BACA JUGA: Pemimpin Senat AS: Netanyahu 'Sudah Kehilangan Arah'

Titik pertikaian terbaru adalah tujuan Israel untuk mengejar Hamas hingga ke Rafah, sebuah kota di Gaza selatan di mana 1,4 juta warga Palestina yang mengungsi melarikan diri untuk menghindari pertempuran di utara. Kantor Netanyahu mengatakan pada Jumat bahwa mereka menyetujui operasi militer yang akan melibatkan evakuasi warga sipil, tetapi para pejabat AS khawatir tentang potensi gelombang pertumpahan darah baru.

Menteri Luar Negeri AS Antony Blinken, berbicara dari Wina, mengatakan, “Kita harus melihat rencana yang jelas dan dapat dilaksanakan” untuk melindungi orang-orang yang tidak bersalah dari serangan Israel.

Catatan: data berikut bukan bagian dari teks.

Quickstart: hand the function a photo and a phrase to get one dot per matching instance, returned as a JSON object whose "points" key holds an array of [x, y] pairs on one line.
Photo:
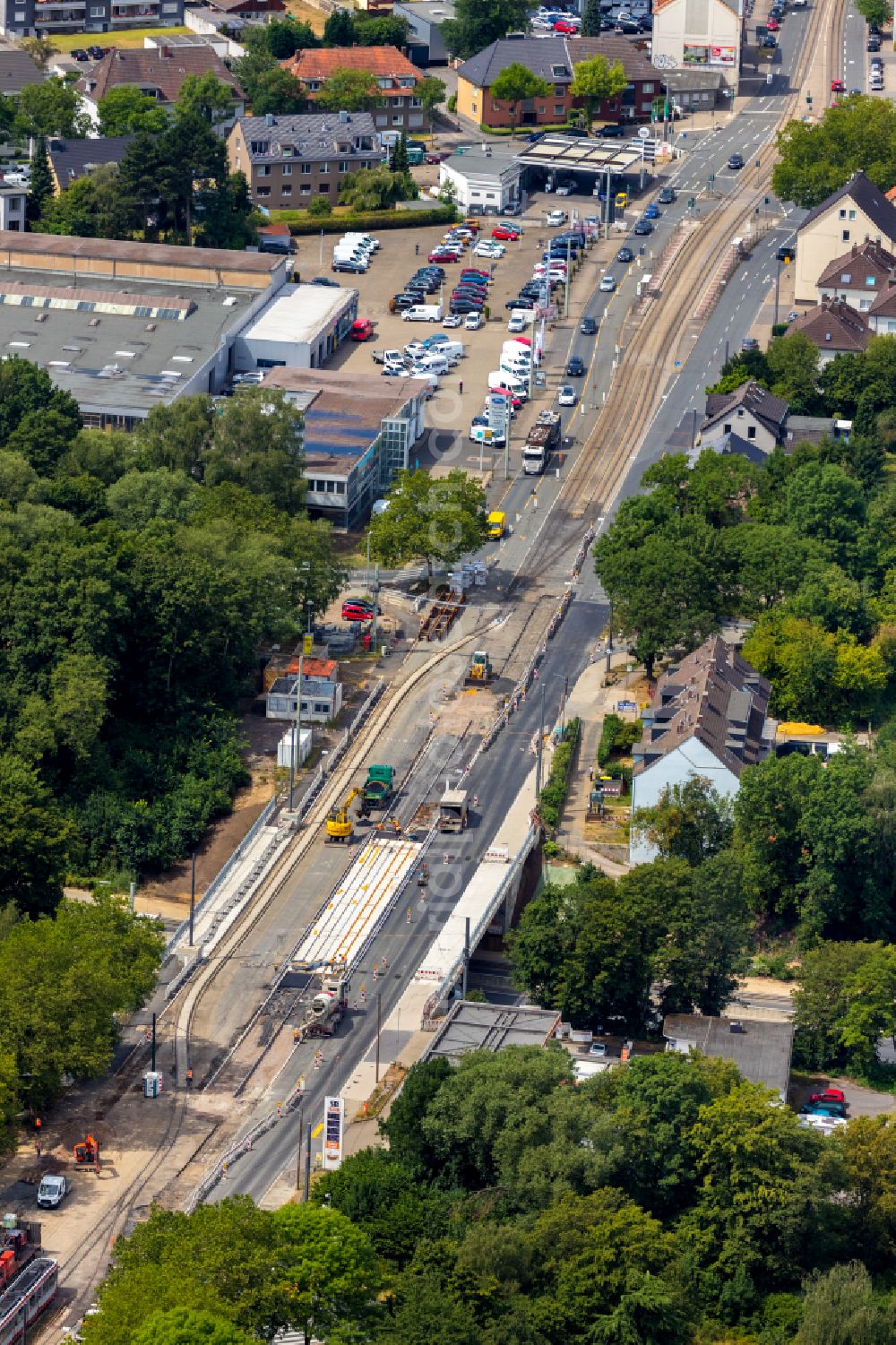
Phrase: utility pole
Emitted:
{"points": [[297, 730], [541, 741], [193, 892]]}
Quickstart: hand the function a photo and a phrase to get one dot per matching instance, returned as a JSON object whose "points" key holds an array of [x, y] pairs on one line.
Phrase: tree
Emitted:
{"points": [[480, 22], [598, 81], [691, 822], [51, 108], [437, 520], [40, 48], [90, 207], [125, 110], [340, 30], [793, 370], [257, 443], [876, 13], [190, 1326], [349, 91], [514, 85], [40, 187], [431, 91], [204, 97], [592, 23], [814, 160], [34, 838], [841, 1307]]}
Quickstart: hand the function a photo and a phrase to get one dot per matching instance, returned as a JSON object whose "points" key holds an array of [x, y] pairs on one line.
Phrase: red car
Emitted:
{"points": [[829, 1095]]}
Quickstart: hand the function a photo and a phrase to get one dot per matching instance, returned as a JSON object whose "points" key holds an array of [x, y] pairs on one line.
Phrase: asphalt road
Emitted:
{"points": [[495, 775]]}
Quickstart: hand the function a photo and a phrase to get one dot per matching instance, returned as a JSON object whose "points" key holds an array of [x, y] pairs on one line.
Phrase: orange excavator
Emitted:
{"points": [[86, 1151]]}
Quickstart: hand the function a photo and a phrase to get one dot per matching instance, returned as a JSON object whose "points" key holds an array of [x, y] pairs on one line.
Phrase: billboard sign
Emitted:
{"points": [[334, 1118]]}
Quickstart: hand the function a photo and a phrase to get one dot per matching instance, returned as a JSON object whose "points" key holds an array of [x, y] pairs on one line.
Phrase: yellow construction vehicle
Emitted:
{"points": [[340, 822], [479, 670]]}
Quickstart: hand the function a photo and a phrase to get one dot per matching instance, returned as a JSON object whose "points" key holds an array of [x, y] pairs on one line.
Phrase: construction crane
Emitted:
{"points": [[340, 821]]}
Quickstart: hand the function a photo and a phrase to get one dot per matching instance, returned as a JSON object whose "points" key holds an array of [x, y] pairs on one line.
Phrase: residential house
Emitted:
{"points": [[751, 412], [882, 315], [251, 11], [707, 721], [289, 160], [857, 212], [13, 207], [705, 34], [858, 276], [45, 18], [834, 327], [18, 69], [759, 1047], [424, 18], [73, 159], [553, 59], [394, 75], [158, 73]]}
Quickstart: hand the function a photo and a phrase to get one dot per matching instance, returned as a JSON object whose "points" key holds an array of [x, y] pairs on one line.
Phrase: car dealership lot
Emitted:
{"points": [[461, 392]]}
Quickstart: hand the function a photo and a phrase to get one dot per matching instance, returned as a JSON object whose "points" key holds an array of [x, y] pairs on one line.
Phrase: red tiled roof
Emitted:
{"points": [[381, 62], [163, 69]]}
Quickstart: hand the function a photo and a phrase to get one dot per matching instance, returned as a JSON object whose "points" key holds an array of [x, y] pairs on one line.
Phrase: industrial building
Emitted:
{"points": [[124, 325], [359, 431]]}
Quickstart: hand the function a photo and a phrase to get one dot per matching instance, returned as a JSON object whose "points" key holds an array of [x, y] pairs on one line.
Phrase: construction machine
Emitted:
{"points": [[326, 1009], [479, 670], [340, 821], [85, 1151]]}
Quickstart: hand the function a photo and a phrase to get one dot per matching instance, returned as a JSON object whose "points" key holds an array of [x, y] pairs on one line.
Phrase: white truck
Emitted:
{"points": [[544, 437], [423, 314]]}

“Kami belum melihat rencana seperti itu,” katanya.

Namun, Blinken mengatakan perbincangan sengit antara para pemimpin Israel dan Amerika tidak berarti aliansi tersebut retak.

“Itulah sebenarnya kekuatan hubungan ini, bisa berbicara dengan jelas, apa adanya, dan lugas,” ujarnya.

Asap membubung saat serangan darat Israel di Khan Younis di tengah konflik antara Israel dan kelompok Palestina, Hamas, dilihat dari kamp pengungsi di Rafah, bagian selatan Jalur Gaza, 14 Maret 2024. (Foto: Bassam Masoud/Reuters)

Ada kemungkinan bahwa serangan terhadap Rafah bisa dihindari. Negosiasi mengenai gencatan senjata dan pembebasan sandera sedang berlangsung di Qatar, di mana Netanyahu setuju untuk mengirim delegasi untuk melanjutkan pembicaraan.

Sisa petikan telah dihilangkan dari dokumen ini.